In codesta creazione di valori nuovi e liquidazione dei vecchi, l’interesse della critica si trova spostato profondamente: non c’è più differenza di cose belle o brutte, degne o indegne; ma in un certo senso tutto può essere materia egualmente importante di analisi e di ricostruzione; ogni cosa è parte di un mondo ideale, anzi un mondo essa, che il critico deve rivivere nella sua complessità. Che è infinita: poichè non c’è cosa tanto meschina, in cui tutto il problema dell’universo non si possa riassumere.

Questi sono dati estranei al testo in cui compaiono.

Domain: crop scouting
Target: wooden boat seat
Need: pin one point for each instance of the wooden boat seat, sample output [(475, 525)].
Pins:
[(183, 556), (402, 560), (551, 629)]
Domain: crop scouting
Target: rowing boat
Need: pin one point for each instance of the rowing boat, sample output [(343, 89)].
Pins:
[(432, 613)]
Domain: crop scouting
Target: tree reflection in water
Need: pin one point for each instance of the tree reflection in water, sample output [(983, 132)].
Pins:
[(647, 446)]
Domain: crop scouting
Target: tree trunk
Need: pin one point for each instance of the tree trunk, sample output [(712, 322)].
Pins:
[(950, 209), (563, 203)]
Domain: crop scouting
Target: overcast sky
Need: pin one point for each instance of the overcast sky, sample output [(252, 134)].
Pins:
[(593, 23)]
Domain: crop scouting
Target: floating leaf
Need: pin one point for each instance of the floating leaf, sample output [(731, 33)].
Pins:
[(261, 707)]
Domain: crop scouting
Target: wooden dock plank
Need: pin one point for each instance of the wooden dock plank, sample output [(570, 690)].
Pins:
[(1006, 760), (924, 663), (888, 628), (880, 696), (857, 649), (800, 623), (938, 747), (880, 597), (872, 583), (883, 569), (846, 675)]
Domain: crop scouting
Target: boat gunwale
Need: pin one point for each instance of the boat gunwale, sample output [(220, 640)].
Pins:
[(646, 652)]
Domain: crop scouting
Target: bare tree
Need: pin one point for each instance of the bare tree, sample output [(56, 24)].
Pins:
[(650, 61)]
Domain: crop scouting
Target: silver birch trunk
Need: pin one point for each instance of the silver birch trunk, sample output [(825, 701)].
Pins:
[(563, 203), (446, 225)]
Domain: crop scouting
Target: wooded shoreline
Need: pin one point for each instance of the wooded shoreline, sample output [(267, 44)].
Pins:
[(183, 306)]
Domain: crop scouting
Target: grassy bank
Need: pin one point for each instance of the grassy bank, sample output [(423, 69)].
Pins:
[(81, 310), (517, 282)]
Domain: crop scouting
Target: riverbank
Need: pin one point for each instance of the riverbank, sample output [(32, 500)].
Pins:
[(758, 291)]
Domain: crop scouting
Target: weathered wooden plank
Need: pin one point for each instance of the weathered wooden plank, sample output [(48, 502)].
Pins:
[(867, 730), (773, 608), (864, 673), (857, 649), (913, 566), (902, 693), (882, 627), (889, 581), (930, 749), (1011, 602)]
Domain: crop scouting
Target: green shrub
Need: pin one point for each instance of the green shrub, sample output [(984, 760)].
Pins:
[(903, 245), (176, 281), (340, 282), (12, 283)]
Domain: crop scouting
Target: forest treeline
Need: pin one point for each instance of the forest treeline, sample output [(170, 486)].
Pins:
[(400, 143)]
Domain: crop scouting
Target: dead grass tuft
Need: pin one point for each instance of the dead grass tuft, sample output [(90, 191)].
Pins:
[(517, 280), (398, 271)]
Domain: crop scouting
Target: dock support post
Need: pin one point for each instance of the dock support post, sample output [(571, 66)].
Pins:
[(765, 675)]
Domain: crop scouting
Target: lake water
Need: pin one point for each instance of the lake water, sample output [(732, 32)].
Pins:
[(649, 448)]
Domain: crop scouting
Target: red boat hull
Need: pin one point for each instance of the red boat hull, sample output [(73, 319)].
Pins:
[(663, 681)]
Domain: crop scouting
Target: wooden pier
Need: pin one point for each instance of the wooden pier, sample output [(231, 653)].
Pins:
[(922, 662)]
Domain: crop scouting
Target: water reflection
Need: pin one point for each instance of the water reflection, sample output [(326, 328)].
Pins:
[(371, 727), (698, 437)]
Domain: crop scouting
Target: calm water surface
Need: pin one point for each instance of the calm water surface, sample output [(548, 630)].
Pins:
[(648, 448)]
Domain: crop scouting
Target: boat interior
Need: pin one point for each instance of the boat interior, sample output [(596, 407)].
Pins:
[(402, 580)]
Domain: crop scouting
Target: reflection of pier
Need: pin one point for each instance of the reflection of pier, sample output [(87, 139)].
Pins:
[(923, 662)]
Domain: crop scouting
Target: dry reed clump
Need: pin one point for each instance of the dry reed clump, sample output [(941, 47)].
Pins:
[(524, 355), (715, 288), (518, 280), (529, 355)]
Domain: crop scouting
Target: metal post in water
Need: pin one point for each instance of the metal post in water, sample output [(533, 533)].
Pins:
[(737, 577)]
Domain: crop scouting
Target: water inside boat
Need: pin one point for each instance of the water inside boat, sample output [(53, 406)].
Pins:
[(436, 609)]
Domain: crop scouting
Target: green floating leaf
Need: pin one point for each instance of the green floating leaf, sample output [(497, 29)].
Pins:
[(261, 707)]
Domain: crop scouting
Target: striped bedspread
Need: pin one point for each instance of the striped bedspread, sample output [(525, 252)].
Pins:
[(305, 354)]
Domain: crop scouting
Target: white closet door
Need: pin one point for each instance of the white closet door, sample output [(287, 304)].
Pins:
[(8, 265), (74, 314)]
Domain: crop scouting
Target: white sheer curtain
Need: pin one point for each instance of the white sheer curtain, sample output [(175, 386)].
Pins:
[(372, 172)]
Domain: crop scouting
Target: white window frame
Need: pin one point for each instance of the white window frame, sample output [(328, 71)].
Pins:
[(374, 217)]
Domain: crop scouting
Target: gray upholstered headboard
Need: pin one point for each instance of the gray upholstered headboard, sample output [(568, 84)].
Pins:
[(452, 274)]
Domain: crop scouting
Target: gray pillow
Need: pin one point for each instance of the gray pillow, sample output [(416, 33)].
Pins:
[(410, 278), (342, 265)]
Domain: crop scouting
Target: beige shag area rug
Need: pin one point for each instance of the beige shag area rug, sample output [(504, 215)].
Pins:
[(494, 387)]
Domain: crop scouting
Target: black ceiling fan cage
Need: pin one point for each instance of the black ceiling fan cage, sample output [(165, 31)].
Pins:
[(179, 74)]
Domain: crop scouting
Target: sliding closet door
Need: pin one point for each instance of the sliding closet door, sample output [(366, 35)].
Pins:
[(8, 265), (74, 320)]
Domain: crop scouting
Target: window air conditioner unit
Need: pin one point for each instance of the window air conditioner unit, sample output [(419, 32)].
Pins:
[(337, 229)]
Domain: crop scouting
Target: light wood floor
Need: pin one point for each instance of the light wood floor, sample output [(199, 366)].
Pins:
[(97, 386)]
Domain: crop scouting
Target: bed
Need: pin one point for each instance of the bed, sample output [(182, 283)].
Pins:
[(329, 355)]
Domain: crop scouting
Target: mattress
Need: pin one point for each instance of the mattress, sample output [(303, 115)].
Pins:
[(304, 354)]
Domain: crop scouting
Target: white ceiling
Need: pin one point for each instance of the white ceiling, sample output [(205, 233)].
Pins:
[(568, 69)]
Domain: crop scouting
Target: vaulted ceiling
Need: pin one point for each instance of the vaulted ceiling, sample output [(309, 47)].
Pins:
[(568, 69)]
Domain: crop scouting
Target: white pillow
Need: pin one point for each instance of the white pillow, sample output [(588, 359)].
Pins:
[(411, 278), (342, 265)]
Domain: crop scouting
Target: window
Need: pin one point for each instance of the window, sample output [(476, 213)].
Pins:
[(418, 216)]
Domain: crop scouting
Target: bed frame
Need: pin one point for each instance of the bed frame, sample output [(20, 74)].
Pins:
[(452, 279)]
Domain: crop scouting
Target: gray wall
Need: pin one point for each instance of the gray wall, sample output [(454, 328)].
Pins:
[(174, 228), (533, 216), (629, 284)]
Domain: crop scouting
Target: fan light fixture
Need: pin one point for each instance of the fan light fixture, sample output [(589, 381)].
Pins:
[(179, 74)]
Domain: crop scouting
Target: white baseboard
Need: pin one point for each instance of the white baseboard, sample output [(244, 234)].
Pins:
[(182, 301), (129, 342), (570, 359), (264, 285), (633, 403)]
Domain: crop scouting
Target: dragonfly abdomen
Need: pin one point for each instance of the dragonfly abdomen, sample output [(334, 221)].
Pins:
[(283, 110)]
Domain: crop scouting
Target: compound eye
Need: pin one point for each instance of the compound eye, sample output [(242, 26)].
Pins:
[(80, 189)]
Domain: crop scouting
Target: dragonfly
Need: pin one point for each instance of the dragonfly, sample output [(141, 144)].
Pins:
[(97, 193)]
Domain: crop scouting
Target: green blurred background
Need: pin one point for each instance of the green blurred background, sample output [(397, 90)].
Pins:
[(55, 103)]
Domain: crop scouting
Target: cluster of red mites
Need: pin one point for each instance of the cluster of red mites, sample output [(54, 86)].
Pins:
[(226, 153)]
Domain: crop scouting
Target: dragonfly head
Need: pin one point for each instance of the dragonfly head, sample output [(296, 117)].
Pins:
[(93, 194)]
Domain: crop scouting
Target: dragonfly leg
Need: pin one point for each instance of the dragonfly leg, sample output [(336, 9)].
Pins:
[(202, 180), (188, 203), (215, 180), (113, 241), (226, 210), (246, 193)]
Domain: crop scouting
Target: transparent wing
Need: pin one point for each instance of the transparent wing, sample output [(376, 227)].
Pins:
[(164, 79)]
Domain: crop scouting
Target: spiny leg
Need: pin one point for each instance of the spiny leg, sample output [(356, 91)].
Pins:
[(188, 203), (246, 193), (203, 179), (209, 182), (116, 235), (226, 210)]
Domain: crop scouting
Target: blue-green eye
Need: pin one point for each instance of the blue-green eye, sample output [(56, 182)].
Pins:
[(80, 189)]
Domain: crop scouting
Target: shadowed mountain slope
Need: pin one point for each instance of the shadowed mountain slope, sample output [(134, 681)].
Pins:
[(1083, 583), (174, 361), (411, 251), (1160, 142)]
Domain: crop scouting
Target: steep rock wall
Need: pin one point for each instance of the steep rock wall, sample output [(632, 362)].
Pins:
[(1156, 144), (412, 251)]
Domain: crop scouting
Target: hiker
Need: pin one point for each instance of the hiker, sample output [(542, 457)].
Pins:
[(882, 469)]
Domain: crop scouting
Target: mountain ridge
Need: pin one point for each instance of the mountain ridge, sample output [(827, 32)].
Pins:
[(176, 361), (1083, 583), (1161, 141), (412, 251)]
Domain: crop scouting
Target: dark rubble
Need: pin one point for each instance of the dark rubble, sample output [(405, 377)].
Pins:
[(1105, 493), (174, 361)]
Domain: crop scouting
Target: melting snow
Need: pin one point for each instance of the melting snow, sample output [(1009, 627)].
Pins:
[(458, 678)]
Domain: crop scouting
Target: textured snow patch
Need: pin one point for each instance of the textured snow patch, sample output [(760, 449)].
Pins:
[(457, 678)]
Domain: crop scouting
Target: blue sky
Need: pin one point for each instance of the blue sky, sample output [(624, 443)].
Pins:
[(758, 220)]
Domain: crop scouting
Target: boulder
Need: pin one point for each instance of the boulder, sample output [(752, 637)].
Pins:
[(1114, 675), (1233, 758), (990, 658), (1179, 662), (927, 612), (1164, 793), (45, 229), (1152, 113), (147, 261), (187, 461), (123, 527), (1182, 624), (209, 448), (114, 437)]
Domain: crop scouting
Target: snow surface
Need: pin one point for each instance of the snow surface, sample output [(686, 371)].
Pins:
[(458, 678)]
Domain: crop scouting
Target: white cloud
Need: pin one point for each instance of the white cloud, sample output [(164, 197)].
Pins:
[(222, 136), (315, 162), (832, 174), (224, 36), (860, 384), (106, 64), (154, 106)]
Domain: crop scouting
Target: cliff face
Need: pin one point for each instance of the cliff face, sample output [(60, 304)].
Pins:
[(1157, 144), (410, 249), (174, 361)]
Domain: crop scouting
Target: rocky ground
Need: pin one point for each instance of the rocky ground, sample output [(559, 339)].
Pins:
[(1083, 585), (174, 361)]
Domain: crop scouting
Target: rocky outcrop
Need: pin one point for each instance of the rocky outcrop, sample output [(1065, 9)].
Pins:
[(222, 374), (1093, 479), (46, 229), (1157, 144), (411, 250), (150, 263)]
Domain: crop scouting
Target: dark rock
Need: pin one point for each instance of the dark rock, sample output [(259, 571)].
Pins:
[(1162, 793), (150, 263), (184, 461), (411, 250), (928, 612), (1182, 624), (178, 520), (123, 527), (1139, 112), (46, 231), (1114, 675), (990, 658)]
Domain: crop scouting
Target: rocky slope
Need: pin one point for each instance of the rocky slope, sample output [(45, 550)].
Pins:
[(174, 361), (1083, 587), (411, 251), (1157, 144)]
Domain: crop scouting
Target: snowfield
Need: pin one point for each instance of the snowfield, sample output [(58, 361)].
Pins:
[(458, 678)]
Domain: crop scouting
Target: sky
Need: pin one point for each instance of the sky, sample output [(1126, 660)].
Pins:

In altre parole, quel che importa non è l’argomento, ma il lavoro del critico, a cui l’opera, è appena un pretesto. Possiamo aggiungere che la coscienza di questa posizione superiore e privilegiata si fa sentir bene nel tono della nostra critica: essa porta nel suo seno, non già le quisquilie grammaticali o paleografiche dei vecchi pedanti, ma le possibilità quasi di una seconda creazione di tutte le cose del mondo; ed è naturale che le porti con molta dignità. Così la critica adempie la sua funzione vera e propria; di affrontare le cose come problemi, che possono e devono essere risolti nella loro essenza, assolutamente.

Tutto ciò può parere un po’ astratto, ma per necessità. Sarebbe difficile indicare qualità letterariamente più precise.

Anche quello che si potrebbe credere carattere e colore dominante della nostra critica, la derivazione da Croce, non ha niente che non sia generico e vago, quasi diremmo trasformato.